The most demanding thing about PTH songs is how tiring they can be to play. You are constantly tapping, string skipping, playing legato, picking every note all while to keep up with wild tempo & time signature changes. Most parts are that little bit to fast which pushes you out of your comfort zone. 

Keep at it and take your time. The payoff is worth it when you get a song like Sequoia Throne under you belt.


----------



## Fiction (Dec 8, 2013)

I've found protest the hero become easier to learn after you nail one song, I've spent the last month learning scurrilous, I've got from Tapestry to the end of the album + Hair-Trigger. I started with Dunsel, followed by Termites & Tongue-Splitter


----------



## CloudAC (Dec 8, 2013)

@drawnacrol that outro cover is sick you nailed it! love it. 
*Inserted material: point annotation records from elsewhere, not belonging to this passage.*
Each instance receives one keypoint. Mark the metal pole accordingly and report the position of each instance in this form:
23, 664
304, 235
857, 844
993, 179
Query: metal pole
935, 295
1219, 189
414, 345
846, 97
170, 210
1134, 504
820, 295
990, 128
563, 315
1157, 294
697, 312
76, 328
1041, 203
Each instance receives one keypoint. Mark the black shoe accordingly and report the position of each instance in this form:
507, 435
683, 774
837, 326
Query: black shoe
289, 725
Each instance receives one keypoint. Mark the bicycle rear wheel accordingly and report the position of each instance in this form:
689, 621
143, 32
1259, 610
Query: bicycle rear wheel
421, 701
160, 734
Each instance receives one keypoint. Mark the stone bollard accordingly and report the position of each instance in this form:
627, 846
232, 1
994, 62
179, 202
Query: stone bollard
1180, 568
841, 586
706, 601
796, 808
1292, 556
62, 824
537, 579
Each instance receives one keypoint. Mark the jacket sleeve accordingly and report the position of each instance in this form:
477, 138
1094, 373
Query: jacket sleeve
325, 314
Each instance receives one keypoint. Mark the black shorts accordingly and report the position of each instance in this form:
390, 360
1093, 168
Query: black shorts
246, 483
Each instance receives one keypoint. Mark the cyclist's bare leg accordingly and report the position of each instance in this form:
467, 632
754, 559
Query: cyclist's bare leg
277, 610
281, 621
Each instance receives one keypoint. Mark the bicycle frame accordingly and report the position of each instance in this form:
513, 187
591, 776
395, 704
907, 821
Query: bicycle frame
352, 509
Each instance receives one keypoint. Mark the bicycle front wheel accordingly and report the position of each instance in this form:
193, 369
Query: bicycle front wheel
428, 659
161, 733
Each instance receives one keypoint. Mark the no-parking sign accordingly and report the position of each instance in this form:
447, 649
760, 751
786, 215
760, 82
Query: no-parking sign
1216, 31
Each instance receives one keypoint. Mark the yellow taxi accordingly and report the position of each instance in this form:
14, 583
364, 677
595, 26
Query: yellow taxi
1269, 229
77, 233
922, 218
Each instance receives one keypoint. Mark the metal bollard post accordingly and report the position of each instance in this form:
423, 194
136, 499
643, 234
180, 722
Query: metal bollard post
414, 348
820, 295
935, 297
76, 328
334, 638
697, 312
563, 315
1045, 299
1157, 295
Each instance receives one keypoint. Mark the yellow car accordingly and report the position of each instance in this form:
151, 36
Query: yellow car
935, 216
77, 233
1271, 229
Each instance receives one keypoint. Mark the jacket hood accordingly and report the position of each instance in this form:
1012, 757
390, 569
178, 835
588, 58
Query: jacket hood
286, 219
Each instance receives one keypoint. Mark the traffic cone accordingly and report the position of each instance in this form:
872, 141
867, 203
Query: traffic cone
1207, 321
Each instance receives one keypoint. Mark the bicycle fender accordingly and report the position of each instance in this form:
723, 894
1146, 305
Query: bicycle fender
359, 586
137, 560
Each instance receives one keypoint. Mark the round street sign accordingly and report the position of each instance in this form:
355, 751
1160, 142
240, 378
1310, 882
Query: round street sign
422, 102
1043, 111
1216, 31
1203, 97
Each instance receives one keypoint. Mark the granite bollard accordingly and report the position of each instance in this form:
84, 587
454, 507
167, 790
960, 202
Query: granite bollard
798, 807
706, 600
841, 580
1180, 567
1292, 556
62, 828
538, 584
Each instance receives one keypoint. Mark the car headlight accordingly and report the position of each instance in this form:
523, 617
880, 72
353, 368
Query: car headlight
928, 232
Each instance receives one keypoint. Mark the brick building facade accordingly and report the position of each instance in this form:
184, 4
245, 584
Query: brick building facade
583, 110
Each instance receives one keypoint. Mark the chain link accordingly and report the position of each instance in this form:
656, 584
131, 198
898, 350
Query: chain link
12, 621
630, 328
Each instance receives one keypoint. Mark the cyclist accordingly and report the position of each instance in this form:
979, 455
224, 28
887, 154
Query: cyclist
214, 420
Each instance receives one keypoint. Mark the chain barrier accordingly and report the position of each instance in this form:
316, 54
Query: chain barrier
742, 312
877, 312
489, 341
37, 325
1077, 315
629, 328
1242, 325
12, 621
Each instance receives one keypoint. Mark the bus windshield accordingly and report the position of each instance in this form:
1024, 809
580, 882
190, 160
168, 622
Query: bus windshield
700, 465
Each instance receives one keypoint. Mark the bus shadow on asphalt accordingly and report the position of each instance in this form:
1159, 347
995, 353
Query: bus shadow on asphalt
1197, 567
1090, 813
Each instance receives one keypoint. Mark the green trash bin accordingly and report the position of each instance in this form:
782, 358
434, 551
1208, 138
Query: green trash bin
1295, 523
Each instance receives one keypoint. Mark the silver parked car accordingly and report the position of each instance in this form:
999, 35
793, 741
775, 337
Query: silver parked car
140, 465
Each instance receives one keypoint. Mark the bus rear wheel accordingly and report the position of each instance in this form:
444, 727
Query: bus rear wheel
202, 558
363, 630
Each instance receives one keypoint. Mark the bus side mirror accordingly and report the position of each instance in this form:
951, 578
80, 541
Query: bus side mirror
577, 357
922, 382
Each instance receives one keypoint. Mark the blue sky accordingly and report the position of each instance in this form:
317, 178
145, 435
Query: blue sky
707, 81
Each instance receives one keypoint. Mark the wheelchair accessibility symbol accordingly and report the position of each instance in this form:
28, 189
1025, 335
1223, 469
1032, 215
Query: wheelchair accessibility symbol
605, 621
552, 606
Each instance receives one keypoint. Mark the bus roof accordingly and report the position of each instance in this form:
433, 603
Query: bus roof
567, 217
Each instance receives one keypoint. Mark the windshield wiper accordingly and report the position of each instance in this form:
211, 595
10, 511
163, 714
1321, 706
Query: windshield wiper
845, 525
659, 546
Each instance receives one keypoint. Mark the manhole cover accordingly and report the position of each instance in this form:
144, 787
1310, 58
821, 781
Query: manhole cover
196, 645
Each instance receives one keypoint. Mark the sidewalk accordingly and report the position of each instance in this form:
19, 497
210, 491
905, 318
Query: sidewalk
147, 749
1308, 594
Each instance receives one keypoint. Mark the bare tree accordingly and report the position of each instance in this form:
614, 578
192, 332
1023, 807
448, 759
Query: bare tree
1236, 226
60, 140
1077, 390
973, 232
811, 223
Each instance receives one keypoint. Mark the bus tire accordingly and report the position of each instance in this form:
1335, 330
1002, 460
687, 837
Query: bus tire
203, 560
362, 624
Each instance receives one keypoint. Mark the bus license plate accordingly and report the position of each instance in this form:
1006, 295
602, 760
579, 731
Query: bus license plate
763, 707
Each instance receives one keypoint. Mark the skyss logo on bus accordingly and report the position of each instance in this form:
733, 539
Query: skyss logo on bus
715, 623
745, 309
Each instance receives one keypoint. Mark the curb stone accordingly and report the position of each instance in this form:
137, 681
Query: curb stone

As far as I know PTH have released tab books for their albums, I really hope they release one for Volition. They can be purchased here if you're interested 

Protest-The-Hero | Sheet Happens Publishing

I remember learning Bloodmeat when Fortress first came out, and that's a song im pretty sure ill never forget to play cause it's such a unique experience on the guitar to me!


----------



## Lorcan Ward (Dec 10, 2013)

^Cheers dude!!

The tab book for Scurilous is perfect. I'd recommend getting it. I hope they released a tab book for Volition too! Since there was no perk for it in their indie-go-go campaign it might be wishful thinking.


----------



## djmonize13 (Sep 25, 2016)

I was just looking at the tab book for fortress, and was curious to know if anyone else noticed that they were missing the tempos for various sections of the songs?


----------



## extendedsolo (Sep 26, 2016)

I would add in that Lorcan's advise is dynamite in this thread. Keep in mind it seems (feel free to correct me if I'm wrong here) that Lorcan's ear is really good. That's a place to start also is trying to figure out at least some of this by ear. Fast passages where it's tough to hear, otherwise use your ear.

Nice job on those PTH tabs Lorcan.


----------